The cities of Severodonetsk and Lysychansk, which are separated by a river, have been targeted for weeks as the last areas still under Ukrainian control in the eastern Lugansk region.
Regional governor Sergiy Gaiday said Monday Russian forces were “gathering more and more equipment” to “encircle” Severodonetsk, and that they had “pushed our troops from the center and continue to destroy our city.”
The local Azot chemical plant, where hundreds of civilians have reportedly taken refuge, was being “heavily shelled,” Gaiday said.
In Lysychansk, bombardments killed three civilians, including a six-year-old boy, he said.
Severodonetsk had been “de facto” blocked off after Russian forces blew up the “last” bridge connecting it to Lysychansk Sunday, Eduard Basurin, a representative for pro-Russian separatists, said Monday.
“The Ukrainian units that are there, they are there forever.

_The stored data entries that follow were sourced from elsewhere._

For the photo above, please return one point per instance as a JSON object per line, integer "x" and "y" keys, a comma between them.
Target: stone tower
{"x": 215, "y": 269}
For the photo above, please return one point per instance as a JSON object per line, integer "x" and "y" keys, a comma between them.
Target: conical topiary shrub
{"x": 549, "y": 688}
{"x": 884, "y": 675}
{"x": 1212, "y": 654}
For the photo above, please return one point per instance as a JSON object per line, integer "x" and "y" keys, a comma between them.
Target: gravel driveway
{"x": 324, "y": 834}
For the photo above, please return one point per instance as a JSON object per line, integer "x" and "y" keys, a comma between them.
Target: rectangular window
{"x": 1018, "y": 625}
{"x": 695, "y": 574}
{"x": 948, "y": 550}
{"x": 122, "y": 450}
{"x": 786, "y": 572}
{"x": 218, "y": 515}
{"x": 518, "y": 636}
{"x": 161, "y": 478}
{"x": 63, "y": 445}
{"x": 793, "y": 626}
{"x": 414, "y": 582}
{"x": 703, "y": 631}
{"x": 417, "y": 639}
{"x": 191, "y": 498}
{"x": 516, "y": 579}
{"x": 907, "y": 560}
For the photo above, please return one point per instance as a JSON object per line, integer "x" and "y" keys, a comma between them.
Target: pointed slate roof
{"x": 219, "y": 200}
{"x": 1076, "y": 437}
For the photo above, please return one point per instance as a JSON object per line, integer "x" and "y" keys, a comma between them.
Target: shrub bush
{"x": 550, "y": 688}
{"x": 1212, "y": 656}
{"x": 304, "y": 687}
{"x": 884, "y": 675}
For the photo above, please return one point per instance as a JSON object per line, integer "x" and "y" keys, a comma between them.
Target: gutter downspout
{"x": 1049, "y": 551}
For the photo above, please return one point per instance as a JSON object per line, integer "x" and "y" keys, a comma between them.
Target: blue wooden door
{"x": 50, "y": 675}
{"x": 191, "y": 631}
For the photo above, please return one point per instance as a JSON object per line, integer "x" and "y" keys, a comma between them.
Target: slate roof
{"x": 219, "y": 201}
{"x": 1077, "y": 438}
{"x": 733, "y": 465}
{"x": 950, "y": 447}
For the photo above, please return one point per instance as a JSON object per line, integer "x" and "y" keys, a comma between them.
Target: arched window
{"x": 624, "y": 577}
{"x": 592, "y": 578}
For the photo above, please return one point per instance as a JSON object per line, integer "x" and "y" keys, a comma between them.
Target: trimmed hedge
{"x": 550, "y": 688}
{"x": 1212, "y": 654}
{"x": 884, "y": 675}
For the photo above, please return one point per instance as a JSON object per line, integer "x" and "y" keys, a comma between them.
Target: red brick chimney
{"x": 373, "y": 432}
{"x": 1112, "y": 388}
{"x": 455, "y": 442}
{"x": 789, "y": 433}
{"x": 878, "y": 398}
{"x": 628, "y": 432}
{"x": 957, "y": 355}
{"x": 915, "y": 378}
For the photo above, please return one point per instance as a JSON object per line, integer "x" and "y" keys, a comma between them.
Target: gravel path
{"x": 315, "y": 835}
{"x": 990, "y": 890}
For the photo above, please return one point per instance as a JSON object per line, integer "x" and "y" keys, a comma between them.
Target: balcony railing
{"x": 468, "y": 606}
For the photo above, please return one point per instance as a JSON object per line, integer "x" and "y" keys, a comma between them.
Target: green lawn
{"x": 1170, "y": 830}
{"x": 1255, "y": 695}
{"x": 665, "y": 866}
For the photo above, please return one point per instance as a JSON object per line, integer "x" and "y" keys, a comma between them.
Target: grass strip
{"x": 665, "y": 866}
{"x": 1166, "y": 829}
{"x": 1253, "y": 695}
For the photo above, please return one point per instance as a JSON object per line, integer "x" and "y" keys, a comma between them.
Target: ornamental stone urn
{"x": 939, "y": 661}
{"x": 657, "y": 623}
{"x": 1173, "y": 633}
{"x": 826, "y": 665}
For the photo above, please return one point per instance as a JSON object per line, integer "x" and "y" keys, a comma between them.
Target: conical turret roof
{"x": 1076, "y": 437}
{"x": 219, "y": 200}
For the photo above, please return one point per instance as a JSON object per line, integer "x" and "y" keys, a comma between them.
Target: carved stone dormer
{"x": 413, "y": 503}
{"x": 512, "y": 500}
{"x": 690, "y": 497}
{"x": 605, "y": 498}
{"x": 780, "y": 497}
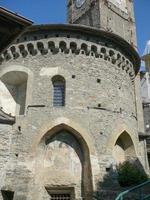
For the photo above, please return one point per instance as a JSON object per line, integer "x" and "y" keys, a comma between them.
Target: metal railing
{"x": 138, "y": 191}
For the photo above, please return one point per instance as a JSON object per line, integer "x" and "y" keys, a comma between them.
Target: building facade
{"x": 145, "y": 91}
{"x": 68, "y": 107}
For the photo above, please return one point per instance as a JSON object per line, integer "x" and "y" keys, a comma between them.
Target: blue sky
{"x": 54, "y": 11}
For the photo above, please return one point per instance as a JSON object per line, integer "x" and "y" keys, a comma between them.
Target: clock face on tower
{"x": 120, "y": 4}
{"x": 79, "y": 3}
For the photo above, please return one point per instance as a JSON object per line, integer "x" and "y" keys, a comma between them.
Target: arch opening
{"x": 66, "y": 161}
{"x": 13, "y": 85}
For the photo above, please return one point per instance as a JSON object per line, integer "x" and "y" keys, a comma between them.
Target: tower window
{"x": 58, "y": 91}
{"x": 7, "y": 195}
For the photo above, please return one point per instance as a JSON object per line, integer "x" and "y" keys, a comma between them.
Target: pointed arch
{"x": 85, "y": 142}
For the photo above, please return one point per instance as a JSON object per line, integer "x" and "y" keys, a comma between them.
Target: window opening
{"x": 58, "y": 91}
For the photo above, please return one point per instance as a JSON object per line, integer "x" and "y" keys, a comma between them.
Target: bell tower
{"x": 116, "y": 16}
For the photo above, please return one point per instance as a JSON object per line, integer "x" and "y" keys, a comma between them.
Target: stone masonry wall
{"x": 99, "y": 98}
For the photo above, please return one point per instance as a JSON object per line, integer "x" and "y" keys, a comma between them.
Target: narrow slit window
{"x": 7, "y": 195}
{"x": 58, "y": 91}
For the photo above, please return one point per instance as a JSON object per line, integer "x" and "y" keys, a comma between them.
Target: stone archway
{"x": 64, "y": 161}
{"x": 124, "y": 148}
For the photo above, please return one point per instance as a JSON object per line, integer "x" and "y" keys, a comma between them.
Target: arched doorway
{"x": 66, "y": 167}
{"x": 124, "y": 148}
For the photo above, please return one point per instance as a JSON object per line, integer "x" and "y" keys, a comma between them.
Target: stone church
{"x": 70, "y": 103}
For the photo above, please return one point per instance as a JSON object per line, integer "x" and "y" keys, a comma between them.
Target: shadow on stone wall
{"x": 109, "y": 188}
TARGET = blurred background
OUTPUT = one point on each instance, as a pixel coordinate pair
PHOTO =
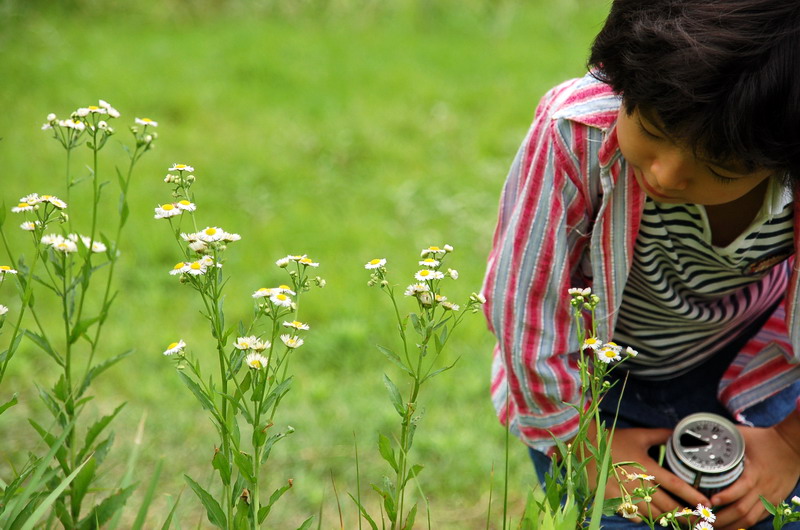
(344, 129)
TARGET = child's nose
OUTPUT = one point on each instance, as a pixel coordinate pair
(669, 173)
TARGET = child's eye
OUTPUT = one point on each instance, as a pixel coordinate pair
(721, 178)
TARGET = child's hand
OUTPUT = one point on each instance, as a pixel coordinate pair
(771, 469)
(632, 445)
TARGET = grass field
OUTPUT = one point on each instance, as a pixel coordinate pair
(347, 130)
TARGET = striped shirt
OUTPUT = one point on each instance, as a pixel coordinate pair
(570, 214)
(684, 295)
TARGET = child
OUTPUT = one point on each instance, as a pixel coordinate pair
(664, 179)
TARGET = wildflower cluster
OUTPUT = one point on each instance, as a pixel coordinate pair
(253, 374)
(63, 264)
(783, 512)
(700, 518)
(434, 320)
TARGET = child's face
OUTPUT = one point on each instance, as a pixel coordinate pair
(672, 173)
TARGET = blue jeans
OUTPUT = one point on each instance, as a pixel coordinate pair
(663, 403)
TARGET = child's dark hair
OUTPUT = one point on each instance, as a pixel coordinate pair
(722, 75)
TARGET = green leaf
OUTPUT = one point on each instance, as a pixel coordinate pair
(394, 395)
(220, 462)
(8, 404)
(393, 357)
(168, 521)
(50, 499)
(244, 464)
(99, 368)
(412, 514)
(81, 327)
(201, 396)
(413, 472)
(364, 513)
(104, 511)
(277, 494)
(95, 430)
(81, 485)
(45, 346)
(213, 510)
(386, 451)
(437, 372)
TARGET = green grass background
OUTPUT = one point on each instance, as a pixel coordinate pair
(344, 129)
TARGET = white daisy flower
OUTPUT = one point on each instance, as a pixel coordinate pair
(628, 510)
(181, 167)
(477, 297)
(427, 275)
(416, 288)
(292, 341)
(281, 299)
(263, 292)
(198, 246)
(186, 205)
(607, 354)
(256, 361)
(179, 268)
(197, 268)
(307, 262)
(175, 347)
(146, 122)
(111, 110)
(23, 207)
(376, 263)
(706, 513)
(167, 210)
(73, 123)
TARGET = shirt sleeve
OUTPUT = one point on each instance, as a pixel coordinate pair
(542, 233)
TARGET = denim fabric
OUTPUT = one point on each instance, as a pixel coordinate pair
(649, 403)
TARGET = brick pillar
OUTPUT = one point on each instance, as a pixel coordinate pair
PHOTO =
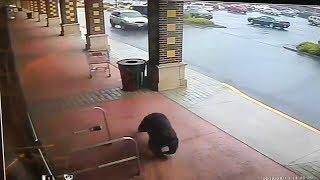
(19, 5)
(96, 37)
(69, 18)
(52, 13)
(34, 8)
(165, 67)
(42, 10)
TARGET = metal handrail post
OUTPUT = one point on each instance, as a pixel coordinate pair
(104, 119)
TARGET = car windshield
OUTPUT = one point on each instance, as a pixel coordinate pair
(202, 11)
(131, 14)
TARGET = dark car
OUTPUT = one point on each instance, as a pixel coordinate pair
(269, 21)
(198, 13)
(238, 9)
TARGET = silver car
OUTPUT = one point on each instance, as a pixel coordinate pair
(128, 19)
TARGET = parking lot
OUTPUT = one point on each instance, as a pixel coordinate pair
(250, 58)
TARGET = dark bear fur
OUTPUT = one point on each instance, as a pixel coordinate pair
(161, 134)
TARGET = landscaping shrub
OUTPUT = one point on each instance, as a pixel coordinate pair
(309, 47)
(197, 21)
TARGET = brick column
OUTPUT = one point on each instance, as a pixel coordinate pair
(52, 13)
(34, 8)
(96, 37)
(69, 18)
(42, 10)
(165, 67)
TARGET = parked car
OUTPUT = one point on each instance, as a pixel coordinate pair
(271, 11)
(208, 7)
(194, 6)
(143, 9)
(128, 18)
(314, 20)
(288, 12)
(238, 9)
(199, 13)
(269, 21)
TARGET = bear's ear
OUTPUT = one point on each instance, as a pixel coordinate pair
(165, 149)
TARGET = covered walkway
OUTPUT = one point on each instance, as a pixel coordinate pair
(52, 69)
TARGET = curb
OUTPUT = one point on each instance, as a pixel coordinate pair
(206, 26)
(294, 49)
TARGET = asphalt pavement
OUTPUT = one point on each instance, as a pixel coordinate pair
(250, 58)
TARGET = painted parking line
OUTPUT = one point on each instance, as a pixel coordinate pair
(271, 109)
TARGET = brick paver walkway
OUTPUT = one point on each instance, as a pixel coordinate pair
(53, 74)
(286, 144)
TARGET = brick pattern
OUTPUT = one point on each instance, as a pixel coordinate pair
(35, 6)
(94, 17)
(42, 6)
(23, 4)
(68, 11)
(85, 99)
(170, 31)
(308, 171)
(200, 88)
(31, 6)
(52, 8)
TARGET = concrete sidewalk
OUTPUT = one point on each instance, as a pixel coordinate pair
(272, 133)
(53, 74)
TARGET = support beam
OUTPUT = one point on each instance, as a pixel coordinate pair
(69, 18)
(165, 67)
(42, 10)
(34, 8)
(96, 37)
(52, 13)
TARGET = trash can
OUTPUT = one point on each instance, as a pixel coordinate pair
(132, 73)
(29, 15)
(10, 12)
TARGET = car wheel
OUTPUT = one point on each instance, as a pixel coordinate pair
(123, 26)
(112, 23)
(272, 25)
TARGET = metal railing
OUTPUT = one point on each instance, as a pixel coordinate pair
(2, 143)
(36, 140)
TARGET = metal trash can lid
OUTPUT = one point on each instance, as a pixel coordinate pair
(131, 62)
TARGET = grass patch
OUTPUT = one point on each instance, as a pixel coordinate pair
(309, 47)
(197, 21)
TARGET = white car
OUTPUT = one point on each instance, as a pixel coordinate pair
(128, 19)
(271, 11)
(314, 20)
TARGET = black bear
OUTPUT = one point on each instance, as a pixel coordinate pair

They have two options: to surrender or die,” Basurin said.
On Sunday, Zelensky said the latest fighting in Severodonetsk was “very fierce,” adding that Russia was deploying undertrained troops and using its young men as “cannon fodder.”
Russia’s massed artillery in that region gave it a tenfold advantage, the commander-in-chief of the Ukrainian military, Valeriy Zaluzhny, said Sunday.
“Every meter of Ukrainian land there is covered in blood — but not only ours, but also the occupier’s.”
The capture of Severodonetsk would open the road for Moscow to another major city, Kramatorsk, in their steps toward conquering the whole of Donbas, a mainly Russian-speaking region partly held by pro-Russian separatists since 2014.